Assessment of State-of-the-art multiphase CFD modeling for subcooled flow boiling in reactor applications

Abstract

Multiphase Computational Fluid Dynamics (M-CFD) has the potential to provide high fidelity simulation of complex boiling phenomena in Light Water Reactors (LWRs), thereby accelerating the development cycle and reducing the need for expensive large-scale experiments. M-CFD relies on two-phase closure models to consistently represent the relevant physical phenomena in flow boiling. However, the still incomplete understanding of the ability of these closures to accurately capture the underlying physics, limits the adoption of M-CFD in reactor development and design optimization. Due to the interaction of complex physical phenomena present in subcooled flow boiling, local measurements are necessary to assess the performance of existing closures.

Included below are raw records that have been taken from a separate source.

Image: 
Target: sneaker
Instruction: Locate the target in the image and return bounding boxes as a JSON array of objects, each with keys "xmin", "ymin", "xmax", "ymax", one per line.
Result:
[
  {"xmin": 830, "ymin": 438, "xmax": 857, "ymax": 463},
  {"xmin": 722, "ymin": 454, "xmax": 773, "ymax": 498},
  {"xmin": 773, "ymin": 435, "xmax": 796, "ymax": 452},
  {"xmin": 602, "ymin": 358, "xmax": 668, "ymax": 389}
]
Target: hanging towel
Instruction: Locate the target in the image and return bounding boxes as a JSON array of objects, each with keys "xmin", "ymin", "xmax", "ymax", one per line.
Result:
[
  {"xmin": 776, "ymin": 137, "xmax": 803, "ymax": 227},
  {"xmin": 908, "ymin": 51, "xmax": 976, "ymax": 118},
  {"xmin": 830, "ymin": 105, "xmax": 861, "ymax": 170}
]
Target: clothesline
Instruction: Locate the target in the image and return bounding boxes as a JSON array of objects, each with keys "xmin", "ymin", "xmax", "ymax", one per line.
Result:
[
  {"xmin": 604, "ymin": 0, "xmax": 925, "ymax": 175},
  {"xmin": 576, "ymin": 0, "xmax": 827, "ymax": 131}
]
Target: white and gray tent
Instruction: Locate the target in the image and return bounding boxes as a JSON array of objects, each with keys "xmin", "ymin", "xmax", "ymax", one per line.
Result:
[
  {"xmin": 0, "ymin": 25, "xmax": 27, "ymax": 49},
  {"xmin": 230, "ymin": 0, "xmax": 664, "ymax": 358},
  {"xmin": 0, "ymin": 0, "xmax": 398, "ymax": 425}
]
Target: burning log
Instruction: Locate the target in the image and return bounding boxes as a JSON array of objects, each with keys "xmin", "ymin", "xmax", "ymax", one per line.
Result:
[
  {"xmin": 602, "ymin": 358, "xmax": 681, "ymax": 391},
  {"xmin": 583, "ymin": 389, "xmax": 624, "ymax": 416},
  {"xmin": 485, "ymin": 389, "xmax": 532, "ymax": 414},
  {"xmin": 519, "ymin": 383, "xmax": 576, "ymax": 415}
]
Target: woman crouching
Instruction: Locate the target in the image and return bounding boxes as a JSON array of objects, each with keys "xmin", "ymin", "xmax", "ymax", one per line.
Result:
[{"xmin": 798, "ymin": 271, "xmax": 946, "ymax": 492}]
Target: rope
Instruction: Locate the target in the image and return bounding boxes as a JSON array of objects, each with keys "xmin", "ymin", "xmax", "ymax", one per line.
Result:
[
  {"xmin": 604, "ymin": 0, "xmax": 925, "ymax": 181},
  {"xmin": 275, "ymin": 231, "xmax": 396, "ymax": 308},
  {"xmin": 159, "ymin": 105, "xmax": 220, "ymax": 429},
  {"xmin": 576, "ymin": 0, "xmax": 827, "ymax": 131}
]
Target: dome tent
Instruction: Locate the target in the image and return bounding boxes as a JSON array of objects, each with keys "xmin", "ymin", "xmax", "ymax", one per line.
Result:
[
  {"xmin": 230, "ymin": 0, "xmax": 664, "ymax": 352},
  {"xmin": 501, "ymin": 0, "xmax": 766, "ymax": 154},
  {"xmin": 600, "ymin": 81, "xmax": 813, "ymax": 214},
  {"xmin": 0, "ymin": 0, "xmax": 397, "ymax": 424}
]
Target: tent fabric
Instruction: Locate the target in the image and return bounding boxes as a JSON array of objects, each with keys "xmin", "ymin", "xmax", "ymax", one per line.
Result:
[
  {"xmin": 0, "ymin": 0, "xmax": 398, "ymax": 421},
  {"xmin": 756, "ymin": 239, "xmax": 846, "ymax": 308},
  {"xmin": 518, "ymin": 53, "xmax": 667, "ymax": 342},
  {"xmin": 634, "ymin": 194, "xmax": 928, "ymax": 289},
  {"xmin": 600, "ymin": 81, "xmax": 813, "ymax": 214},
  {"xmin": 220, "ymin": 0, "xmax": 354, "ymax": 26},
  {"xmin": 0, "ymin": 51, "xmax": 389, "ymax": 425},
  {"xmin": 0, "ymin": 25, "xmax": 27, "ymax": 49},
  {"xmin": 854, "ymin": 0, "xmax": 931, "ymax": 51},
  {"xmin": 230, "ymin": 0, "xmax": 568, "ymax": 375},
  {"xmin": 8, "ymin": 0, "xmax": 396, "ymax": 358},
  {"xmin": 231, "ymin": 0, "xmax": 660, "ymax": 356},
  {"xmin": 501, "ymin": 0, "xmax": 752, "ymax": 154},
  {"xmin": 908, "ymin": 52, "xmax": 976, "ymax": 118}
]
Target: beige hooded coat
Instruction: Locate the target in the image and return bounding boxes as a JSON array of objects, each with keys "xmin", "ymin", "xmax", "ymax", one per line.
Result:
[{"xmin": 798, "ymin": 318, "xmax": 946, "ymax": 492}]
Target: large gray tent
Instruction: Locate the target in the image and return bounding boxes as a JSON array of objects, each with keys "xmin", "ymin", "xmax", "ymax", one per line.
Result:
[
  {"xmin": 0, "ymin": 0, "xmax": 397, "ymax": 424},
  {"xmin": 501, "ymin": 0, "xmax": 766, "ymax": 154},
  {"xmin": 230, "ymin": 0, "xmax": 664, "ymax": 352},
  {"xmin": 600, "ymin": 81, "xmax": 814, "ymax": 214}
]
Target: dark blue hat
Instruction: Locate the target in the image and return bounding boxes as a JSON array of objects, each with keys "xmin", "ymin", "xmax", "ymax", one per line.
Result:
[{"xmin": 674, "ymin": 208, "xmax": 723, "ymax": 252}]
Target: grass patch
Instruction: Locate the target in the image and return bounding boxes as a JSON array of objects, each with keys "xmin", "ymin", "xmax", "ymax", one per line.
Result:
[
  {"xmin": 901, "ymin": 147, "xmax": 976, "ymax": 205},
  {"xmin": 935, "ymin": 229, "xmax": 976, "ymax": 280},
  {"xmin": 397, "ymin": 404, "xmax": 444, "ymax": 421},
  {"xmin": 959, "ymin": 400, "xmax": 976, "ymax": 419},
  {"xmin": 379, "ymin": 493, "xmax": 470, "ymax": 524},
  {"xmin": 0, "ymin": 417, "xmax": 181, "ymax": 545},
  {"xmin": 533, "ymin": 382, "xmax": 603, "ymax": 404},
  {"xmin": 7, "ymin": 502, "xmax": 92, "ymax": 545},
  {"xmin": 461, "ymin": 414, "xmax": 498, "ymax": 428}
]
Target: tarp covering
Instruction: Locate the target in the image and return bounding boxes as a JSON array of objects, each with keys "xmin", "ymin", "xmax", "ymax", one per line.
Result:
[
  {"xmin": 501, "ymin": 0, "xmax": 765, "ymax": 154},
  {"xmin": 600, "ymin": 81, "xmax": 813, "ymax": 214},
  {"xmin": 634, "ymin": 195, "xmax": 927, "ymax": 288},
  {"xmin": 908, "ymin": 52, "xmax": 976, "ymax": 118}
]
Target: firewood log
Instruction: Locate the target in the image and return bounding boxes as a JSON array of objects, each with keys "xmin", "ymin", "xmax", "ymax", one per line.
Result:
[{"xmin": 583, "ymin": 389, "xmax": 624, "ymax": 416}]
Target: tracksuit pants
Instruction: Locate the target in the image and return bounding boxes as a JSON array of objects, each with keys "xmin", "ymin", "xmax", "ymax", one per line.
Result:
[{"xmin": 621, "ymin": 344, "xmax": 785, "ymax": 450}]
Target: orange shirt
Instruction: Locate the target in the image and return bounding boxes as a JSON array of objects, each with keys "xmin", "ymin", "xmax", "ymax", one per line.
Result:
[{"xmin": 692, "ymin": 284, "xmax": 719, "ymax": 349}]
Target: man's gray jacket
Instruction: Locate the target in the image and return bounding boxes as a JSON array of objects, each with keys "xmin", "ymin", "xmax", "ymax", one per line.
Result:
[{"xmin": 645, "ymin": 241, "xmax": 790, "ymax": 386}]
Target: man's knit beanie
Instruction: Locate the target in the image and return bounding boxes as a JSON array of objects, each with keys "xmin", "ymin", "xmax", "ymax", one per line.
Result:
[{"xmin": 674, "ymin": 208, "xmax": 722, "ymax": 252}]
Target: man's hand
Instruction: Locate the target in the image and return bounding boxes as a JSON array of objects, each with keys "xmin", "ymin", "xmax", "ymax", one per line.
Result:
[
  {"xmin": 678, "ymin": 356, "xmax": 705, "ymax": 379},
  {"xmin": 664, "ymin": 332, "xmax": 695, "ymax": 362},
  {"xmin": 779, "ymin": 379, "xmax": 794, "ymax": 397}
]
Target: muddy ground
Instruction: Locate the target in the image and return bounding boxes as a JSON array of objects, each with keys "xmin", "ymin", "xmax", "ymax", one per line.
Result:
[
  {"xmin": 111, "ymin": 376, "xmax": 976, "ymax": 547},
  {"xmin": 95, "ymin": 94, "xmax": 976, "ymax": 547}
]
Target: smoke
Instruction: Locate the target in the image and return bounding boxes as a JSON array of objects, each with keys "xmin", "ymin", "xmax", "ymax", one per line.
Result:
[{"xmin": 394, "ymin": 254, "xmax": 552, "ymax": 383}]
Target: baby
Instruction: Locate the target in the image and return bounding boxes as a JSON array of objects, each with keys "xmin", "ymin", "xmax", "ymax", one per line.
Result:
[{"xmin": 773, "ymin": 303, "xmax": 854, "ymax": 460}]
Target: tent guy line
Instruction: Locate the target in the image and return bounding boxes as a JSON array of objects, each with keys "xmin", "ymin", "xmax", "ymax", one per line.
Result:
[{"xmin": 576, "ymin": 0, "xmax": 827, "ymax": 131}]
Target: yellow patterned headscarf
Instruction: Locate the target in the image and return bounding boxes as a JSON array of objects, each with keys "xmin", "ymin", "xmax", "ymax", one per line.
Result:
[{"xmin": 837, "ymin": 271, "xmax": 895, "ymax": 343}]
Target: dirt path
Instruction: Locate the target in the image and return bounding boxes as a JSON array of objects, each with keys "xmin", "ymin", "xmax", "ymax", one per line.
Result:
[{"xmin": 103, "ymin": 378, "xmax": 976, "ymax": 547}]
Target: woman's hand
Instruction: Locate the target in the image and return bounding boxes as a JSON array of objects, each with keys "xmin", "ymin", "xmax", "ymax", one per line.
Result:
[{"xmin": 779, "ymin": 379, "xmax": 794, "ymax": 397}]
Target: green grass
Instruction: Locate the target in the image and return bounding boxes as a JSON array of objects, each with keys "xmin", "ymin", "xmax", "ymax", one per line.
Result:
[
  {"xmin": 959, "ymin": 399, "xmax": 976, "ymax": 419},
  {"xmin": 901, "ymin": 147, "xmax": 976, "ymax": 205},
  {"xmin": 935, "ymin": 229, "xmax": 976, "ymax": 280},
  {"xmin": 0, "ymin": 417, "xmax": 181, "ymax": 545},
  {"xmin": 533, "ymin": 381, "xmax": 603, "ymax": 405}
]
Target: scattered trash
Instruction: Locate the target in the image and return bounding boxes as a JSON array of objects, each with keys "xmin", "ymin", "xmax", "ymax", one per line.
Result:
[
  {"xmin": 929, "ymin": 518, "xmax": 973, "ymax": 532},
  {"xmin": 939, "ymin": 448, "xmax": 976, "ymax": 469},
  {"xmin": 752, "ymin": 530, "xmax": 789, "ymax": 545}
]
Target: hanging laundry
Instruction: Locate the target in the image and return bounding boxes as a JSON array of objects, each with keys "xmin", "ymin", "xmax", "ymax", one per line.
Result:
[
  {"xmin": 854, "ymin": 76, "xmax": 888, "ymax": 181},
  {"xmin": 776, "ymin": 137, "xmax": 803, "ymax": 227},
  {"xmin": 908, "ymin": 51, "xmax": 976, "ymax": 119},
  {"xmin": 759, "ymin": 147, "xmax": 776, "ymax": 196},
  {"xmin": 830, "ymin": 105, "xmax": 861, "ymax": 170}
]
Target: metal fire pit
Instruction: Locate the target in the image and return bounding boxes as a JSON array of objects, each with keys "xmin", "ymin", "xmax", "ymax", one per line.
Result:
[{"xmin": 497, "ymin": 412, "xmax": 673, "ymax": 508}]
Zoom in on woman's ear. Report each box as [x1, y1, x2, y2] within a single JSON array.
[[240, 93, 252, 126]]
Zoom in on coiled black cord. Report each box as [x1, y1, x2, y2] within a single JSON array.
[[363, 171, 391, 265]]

Furthermore, because previous validation was performed mostly on low pressure data, measurements at high pressure are needed to understand the performance of multiphase closures at PWR conditions. In this work, benchmarking was conducted using measured radial profiles of void fraction from subcooled flow boiling experiments of R12 refrigerant that reproduced density ratios and scaled flow conditions corresponding to PWR operation, called the DEBORA experiments. This work leverages recent advancements in momentum closures to perform a systematic assessment of the wall boiling representation by evaluating heat flux partitioning formulations and the associated closure relations. The influence and sensitivity of bulk boiling and condensation models were also evaluated. Using separate effect assessments and recent advancements in experimental understanding, this work presents a closure representation that demonstrates consistent predictions and is applicable to prototypical PWR conditions, while identifying areas for future improvement.